Tuesday, February 19, 2013

Drunk for your Amusement Doug Stanhope

By James Curcio
(First run on Alterati.)


No Refunds.


Doug Stanhope Deadbeat Hero from a decade ago.

For years now, I’ve wondered who the next Bill Hicks was going to be. As things grew more and more grim I wondered if maybe we would have no more fool messiahs (Eulogy is the track I’m referring to…) because the meter was just fucking broke and we’ve all become too whitebread and insecure to recognize the rallying call if it comes. “COMEDY IS DEAD, GO HOME, GAME OVER.”

Comedy is a dicey topic these days. In fact, you can't go within a hundred yards of many topics without engaging a twitter boat load of hate your way--sometimes with good reason, and sometimes not. Consider this. The point is that comedy makes people engage with ideas, sometimes incredibly subtle or complex ones, without realizing that they are doing so. Comedy is, in other words, a means of making the public engage in philosophy. I realize that may seem absurd. Just as absurd as it is to suggest that Doug Stanhope is a philosopher? But even if the comedians themselves don't recognize it--and I think Doug does, actually--this is the real task of the comedian. To get people engaged with uncomfortable topics. Laughter is a defense mechanism. But it isn't just a method of diffusion.





There are times when being proven wrong is the best thing in the world. The other night I was stopped dead in my tracks by this man. He made me want to pick up three of the bad habits I’d managed to kick, and start up about twenty new ones. Most importantly, he made me laugh. A lot.

Really, we’re all laughing as Doug goes down like a screeching 747, and we will probably laugh when invariably it crashes and turns into flaming wreckage. Maybe it’s like the sacrifice that gets slaughtered every year so the crops can grow- more likely, we’re just laughing at a world that many times seems too fucked to do anything else with but laugh at it.

Society needs its “fool messiahs”, it’s jesters. Comedy allows us to express thoughts and feelings that might otherwise cause a lot of trouble. Consider what the Daily Show has done for, or to, news and journalism in general. Stephen Colbert lampooned the president to his face. Comedy gets written off because it’s half pretend, but oftentimes we forget that the things that make us laugh are the things that are true.

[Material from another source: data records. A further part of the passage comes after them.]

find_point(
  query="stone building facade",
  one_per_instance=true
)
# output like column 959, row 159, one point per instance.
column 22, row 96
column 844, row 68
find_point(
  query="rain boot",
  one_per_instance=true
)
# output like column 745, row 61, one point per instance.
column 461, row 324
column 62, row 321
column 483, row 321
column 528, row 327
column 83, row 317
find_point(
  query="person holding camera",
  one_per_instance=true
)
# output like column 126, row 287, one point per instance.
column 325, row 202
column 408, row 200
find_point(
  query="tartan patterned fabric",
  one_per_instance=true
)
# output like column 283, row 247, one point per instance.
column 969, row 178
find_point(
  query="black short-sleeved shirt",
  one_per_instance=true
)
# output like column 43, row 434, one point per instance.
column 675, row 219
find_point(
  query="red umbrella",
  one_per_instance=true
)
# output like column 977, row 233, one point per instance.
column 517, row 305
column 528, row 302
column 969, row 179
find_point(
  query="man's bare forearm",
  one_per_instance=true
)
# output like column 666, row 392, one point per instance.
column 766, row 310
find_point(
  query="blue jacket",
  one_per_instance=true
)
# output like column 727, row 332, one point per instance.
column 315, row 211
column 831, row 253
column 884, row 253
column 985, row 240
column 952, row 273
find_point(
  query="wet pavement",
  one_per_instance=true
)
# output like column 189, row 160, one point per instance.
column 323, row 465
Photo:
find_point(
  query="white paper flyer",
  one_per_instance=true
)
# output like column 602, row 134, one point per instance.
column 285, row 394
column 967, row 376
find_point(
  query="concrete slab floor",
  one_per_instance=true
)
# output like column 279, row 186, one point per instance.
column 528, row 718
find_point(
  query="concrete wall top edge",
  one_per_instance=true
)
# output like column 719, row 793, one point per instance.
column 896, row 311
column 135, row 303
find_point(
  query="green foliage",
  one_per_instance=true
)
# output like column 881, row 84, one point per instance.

Doug takes this process a step further though. With him, I don’t think there is actually any satire here. There is no ‘pretend.’ He gives it like he sees it at that particular moment in time. I imagine it might be somewhat alienating for those who don’t understand what’s going on, (arguably the title of his most recent DVD, No Refunds, has something to do with that.)

So I acknowledge that there’s a fair chance you’re not going to be able to take this journey with me, and by the end of this article I’ll be figuratively standing in an empty hall, drunk and naked, ranting while riding a crack-whore bareback across the stage. (I guess in this fantasy I’m wearing a wireless mic or something.)

All the same that would at least leave me in the right frame of mind to enjoy Doug’s erudite body of work. So come with me on this one, or don’t.

Either way- I think we’ve found this generations Bill Hicks. Enjoy it before he finds a nice hole in the ground.